In the second case, the Russian peasant T. D. Lysenko’s claim that he had discovered how to make crops grow better by treating seeds and thereby altering offspring seeds had no scientific foundation whatsoever, but it fit with the anti-genetic prejudices of Josef Stalin. “Lysenko was portrayed as a genius, and he milked his celebrity for all it was worth,” Crichton writes. He eventually joined the Supreme Soviet. “By then, Lysenko and his theories dominated Russian biology. The result was famines that killed millions, and purges than sent hundreds of dissenting Soviet scientists to the gulags or the firing squads.”
Politicized science ruins and destroys lives.
The Banning of DDT
In a speech to the Commonwealth Club in San Francisco in 2003, Crichton provided another lesson in the lethality of politicized science: the ban of the insecticide DDT. In the early 1960s Rachel Carson’s book Silent Spring set off a movement to rid the world of the insecticide. As a result, the long and promising effort to defeat the scourge of mosquito-carried malaria in the developing world was reversed and the deadly disease made a tragic comeback.

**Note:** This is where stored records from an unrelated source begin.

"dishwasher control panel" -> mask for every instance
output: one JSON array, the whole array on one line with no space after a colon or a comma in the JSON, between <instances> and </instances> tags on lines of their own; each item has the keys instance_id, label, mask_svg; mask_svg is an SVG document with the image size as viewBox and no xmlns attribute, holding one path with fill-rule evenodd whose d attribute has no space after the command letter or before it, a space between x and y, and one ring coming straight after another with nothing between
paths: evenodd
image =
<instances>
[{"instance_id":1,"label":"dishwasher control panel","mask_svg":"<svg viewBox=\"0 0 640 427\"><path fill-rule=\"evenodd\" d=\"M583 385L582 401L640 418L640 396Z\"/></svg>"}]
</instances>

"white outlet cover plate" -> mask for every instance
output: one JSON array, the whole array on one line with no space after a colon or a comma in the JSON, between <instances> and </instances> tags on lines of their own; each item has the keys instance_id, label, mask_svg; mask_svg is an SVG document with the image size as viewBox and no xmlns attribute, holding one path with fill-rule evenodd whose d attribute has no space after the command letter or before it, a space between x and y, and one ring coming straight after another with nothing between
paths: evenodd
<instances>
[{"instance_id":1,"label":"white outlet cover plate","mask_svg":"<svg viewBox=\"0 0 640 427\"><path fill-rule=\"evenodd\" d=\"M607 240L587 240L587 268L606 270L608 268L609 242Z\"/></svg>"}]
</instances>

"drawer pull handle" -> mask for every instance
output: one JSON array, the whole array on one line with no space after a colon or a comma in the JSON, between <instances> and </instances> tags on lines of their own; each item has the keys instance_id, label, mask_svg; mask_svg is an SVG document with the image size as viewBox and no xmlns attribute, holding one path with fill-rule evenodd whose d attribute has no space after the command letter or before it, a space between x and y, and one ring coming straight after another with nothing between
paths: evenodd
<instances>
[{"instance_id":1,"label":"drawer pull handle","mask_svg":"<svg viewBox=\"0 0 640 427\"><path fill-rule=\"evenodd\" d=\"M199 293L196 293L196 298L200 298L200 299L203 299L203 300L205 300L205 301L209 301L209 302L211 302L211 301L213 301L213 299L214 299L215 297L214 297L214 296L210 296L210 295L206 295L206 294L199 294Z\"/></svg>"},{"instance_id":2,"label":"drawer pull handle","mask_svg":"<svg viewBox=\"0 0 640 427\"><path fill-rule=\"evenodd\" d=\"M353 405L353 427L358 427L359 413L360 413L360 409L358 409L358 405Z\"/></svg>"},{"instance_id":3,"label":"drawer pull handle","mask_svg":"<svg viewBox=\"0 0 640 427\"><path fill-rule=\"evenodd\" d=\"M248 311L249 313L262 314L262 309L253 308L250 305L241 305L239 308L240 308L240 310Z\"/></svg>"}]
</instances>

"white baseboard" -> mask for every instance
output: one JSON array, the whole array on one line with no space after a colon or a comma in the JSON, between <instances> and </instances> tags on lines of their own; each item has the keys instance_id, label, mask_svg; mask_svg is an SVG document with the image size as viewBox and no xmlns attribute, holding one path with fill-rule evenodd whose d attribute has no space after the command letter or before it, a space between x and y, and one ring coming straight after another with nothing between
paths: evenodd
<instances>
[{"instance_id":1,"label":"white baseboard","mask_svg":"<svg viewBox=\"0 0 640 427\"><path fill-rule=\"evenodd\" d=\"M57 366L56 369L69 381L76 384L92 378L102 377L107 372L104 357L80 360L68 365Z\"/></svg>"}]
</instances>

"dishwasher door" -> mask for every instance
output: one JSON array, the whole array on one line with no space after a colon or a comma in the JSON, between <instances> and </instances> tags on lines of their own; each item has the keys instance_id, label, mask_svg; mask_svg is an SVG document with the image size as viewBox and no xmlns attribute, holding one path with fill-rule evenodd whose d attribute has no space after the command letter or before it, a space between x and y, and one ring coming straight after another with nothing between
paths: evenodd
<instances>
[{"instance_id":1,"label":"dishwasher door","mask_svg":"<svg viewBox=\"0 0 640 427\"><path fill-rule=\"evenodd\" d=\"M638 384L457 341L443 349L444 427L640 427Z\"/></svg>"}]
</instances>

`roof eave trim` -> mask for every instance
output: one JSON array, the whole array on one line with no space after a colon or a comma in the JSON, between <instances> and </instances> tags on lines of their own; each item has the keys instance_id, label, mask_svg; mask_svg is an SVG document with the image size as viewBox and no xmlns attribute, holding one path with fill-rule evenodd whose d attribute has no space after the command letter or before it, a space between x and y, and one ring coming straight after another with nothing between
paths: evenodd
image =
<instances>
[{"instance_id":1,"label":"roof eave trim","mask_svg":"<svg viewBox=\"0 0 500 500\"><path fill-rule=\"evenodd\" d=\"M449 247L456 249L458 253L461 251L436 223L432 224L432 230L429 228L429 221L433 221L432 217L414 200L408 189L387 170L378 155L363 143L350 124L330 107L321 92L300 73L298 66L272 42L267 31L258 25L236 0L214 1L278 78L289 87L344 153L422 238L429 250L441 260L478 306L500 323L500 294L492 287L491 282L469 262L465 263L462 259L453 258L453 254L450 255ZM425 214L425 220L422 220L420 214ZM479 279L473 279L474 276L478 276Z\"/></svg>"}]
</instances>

In his brief discussion of this episode, Crichton pulled no punches:
I can tell you that DDT is not a carcinogen and did not cause birds to die and should never have been banned. I can tell you that the people who banned it knew that it wasn’t carcinogenic and banned it anyway. I can tell you that the DDT ban has caused the deaths of tens of millions of poor people, mostly children, whose deaths are directly attributable to a callous, technologically advanced western society that promoted the new cause of environmentalism by pushing a fantasy about a pesticide, and thus irrevocably harmed the third world. Banning DDT is one of the most disgraceful episodes in the twentieth century history of America. We knew better, and we did it anyway, and we let people around the world die and didn’t give a damn.
Crichton’s speech covers much more than this, and I commend it highly.
In the State of Fear appendix, Crichton emphasizes that he is not claiming that the global-warming scare is exactly like the fear-mongering about the supposed threat to the human gene pool. “But the similarities are not superficial,” he writes. “And I do claim that open and frank discussion of the data, and of the issues, is being suppressed. Leading scientific journals have taken strong editorial positions on the side of global warming, which, I argue, they have no business doing. Under the circumstances, any scientist who has doubts understands clearly that they will be wise to mute their expression.”
That kind of atmosphere is the death knell of genuine science and the benefits it is capable of producing. The lives and liberty of everyone are in jeopardy. “[T]he intermixing of science and politics is a bad combination, with a bad history,” Crichton concludes. “We must remember the history, and be certain that what we present to the world as knowledge is disinterested and honest.”